Dagan tried to argue, but Hen jerked the sobbing guard to his feet while Gareth finished tying him.

The hall seemed to slide downhill suddenly, and Dagan wondered if he’d been bleeding out this whole time and hadn’t even noticed.

“What in the burning hells?” Kajja grabbed Dagan’s leg with her free hand, the other still pressing into Jak’s wound.

And then, when he spotted Innan, pale-faced and concentrating on the floor, Dagan understood: The hall wasn’t sliding, but something in the earth and stone below or around them was.

The rocking stopped, and Innan’s eyes opened. They swooned and leaned back against the wall. “The way is open. Just ahead. I’ll be there—just give me a moment.”

“I’ll stay with them,” Kajja said, reaching out for Innan.

Jak struggled to sit up while Kajja was distracted. “I’m fine. The other eye still works.”

“Dagan, stay with them,” Bartolo said, already stepping over guard bodies.

“No,” he said immediately. “No, we should all stick together. We can’t afford to get separated down here.”

“Almost there,” Innan muttered. “Just around the corner. There’s a hole in the wall. Be careful—it goes way down, underneath. So far down.”

“Dagan’s right,” Hen said, crouching beside Jak. “Dags, grab Innan. I’ll get Jak. Let’s move.”

Jak tried to shake him off, but eventually allowed Hen to help him to his feet and secure him with an arm around his waist. He turned white as he got to his feet, so perhaps realized the wisdom of leaning on the very large man trying to help him. Meanwhile, Dagan pulled Innan up by both hands, then handed them the bow and quiver off his back. Innan put these on their back instead, and Dagan got down on his knees before them. “Arms around my neck,” he said.

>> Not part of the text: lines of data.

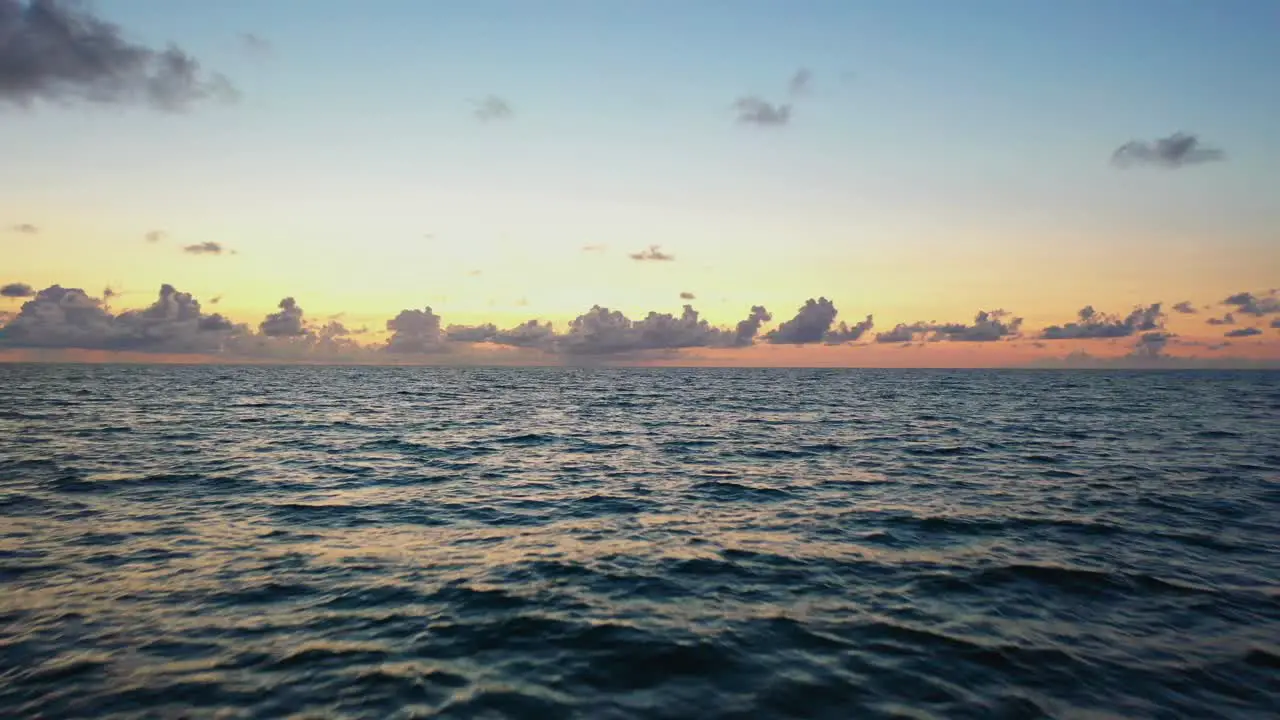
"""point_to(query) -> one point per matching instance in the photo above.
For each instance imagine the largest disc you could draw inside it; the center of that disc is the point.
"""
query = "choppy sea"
(396, 542)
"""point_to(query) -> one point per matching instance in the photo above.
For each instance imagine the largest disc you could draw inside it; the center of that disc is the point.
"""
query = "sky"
(502, 162)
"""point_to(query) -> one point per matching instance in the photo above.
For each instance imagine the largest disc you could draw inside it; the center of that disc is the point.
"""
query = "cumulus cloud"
(17, 290)
(1151, 345)
(415, 331)
(69, 318)
(810, 324)
(493, 108)
(1256, 305)
(987, 327)
(842, 333)
(1174, 151)
(1093, 324)
(652, 253)
(284, 323)
(903, 332)
(204, 249)
(59, 50)
(759, 112)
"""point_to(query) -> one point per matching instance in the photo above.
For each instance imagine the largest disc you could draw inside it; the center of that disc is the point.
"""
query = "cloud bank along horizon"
(176, 323)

Innan obliged, falling forward into him, then wrapping their legs around his waist as Dagan stood. Innan was taller than Dagan but nowhere near as solid or heavy; he could carry them for miles, this way. Bartolo and Gareth moved ahead, with Piret limping after.

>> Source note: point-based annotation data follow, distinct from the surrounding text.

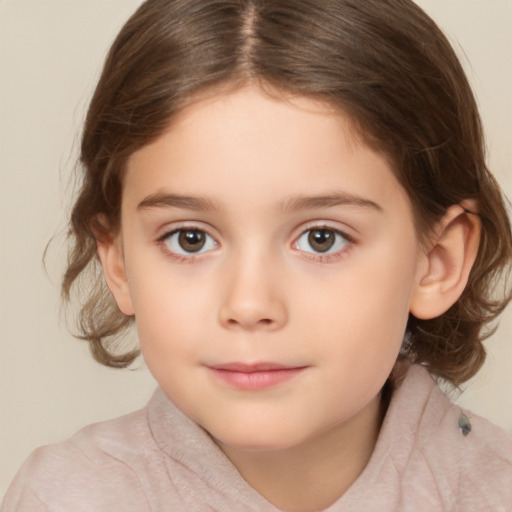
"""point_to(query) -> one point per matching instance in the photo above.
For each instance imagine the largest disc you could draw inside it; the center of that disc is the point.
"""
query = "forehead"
(249, 145)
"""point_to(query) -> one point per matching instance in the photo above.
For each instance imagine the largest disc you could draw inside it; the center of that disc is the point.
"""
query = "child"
(290, 200)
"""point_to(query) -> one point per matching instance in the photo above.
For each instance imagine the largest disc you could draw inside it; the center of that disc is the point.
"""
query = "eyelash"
(329, 257)
(311, 255)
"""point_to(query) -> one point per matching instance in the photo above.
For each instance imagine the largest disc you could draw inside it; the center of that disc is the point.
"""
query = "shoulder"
(464, 458)
(94, 468)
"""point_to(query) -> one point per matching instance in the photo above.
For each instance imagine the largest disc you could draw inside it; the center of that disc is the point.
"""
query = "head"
(395, 79)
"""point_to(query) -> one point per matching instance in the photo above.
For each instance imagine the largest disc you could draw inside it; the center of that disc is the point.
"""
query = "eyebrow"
(164, 200)
(329, 201)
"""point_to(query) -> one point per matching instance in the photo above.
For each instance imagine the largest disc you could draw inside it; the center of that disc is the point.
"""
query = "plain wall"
(50, 56)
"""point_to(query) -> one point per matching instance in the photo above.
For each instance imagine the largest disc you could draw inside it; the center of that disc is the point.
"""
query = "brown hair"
(395, 75)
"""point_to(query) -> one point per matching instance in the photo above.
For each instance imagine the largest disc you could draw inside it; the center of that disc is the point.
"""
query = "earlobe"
(449, 262)
(111, 256)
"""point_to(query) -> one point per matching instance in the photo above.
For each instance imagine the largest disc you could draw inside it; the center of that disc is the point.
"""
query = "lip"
(256, 376)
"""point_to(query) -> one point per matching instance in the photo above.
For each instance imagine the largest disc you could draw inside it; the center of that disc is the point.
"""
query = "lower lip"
(255, 381)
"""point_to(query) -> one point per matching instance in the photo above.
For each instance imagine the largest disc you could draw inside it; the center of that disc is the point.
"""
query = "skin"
(248, 166)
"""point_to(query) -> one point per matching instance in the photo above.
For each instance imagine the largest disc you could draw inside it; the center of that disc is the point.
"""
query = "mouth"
(254, 377)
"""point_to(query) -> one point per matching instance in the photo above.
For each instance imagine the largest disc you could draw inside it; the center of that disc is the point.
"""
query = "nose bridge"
(252, 297)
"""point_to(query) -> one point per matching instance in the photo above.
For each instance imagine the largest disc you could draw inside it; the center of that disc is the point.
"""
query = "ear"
(110, 252)
(450, 257)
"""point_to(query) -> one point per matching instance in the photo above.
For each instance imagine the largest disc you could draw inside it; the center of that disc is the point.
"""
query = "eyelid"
(319, 256)
(176, 227)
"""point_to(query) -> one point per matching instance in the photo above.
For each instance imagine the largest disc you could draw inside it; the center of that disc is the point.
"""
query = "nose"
(253, 296)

“Piret, where are you hurt?” Dagan asked.

“It’s nothing. No time now,” she snapped.

There was no point arguing; she was right, anyhow. Outside the torchlit hall, a huge hole gaped in the stone wall, like a hungry black mouth. Beyond it, only more darkness, thick and seemingly impenetrable.

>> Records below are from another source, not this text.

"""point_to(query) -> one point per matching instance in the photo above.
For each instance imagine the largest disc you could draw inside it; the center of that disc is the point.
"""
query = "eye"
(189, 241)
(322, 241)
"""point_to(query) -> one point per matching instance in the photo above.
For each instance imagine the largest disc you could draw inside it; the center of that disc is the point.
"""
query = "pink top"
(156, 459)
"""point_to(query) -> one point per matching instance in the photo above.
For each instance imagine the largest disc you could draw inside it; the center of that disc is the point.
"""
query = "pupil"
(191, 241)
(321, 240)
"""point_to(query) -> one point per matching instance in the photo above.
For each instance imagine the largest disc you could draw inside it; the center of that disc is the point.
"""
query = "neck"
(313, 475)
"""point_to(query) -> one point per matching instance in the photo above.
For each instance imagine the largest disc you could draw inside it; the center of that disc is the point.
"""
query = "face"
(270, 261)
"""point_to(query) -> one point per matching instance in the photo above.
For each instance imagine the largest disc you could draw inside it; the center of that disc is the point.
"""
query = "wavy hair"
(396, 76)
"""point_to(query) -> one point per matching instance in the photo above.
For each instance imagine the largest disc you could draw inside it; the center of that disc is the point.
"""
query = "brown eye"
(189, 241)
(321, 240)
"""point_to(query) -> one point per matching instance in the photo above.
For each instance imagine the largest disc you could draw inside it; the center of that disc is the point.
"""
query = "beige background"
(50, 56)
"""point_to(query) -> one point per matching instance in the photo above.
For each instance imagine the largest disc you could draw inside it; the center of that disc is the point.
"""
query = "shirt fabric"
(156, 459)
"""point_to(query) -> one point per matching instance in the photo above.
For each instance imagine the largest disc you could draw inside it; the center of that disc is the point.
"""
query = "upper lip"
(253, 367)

A booming voice ripped through Dagan’s mind—through the tunnel? Or was it all in his head? “No need to break my door, children. I would have opened it for you, had I known you were coming.” It was like hot metal, still glowing from the forge, sliding through his brain. Dagan tasted sharp, warm blood, smelled it, felt it.

“What in all the fucking fires?!” Silja shuddered, and the sound of water dribbling on stone came from her feet.

The only wonder was that they weren’t all pissing their pants, really.

“The master,” Kajja said, stepping out in front of the others.

Hen reached for her, but she was too quick, and he was weighed down; she darted through the opening in the wall, pale, delicate fingers trailing across the jagged stone almost lovingly. All he could do was shout, “Kajja!” after her and drag Jak through the hole too.

At once, everyone else rushed to follow. Bartolo, ever the responsible one, grabbed one of the torches off the wall and thrust another at Gareth, so that when they all emerged into the cavern beyond, their eyes adjusted quickly to the gloom.

“Enter, children,” said the voice, still at the exact same volume and with the exact same slicing, metallic tone to it. “None of you carry my blood, so I assume you’ve come on your own.”

“As opposed to?” Kajja asked quietly, drifting toward the voice smoothly, her figure shrinking into the edges of their light. She’d been screaming in terror only moments ago, but now she was almost calm, or at least entranced, somehow.

“As opposed to being an offering from my people. My priests. My City. They know better than to send me useless blood.”

Dagan shivered, and Innan groaned against his back. “It’s wrong. It’s all wrong,” they whispered into his ear.

That much, he knew. The cavern was taking shape around them now, its high ceiling dripping with natural formations that glittered in the torchlight as Gareth and Bartolo passed beneath them. Whether they were sparkling stones or crystals, Dagan couldn’t tell. Silja and the other guard were the last two to spill through the hole Innan had torn in the wall; they lingered near it, limping and struggling with their too-tight bonds.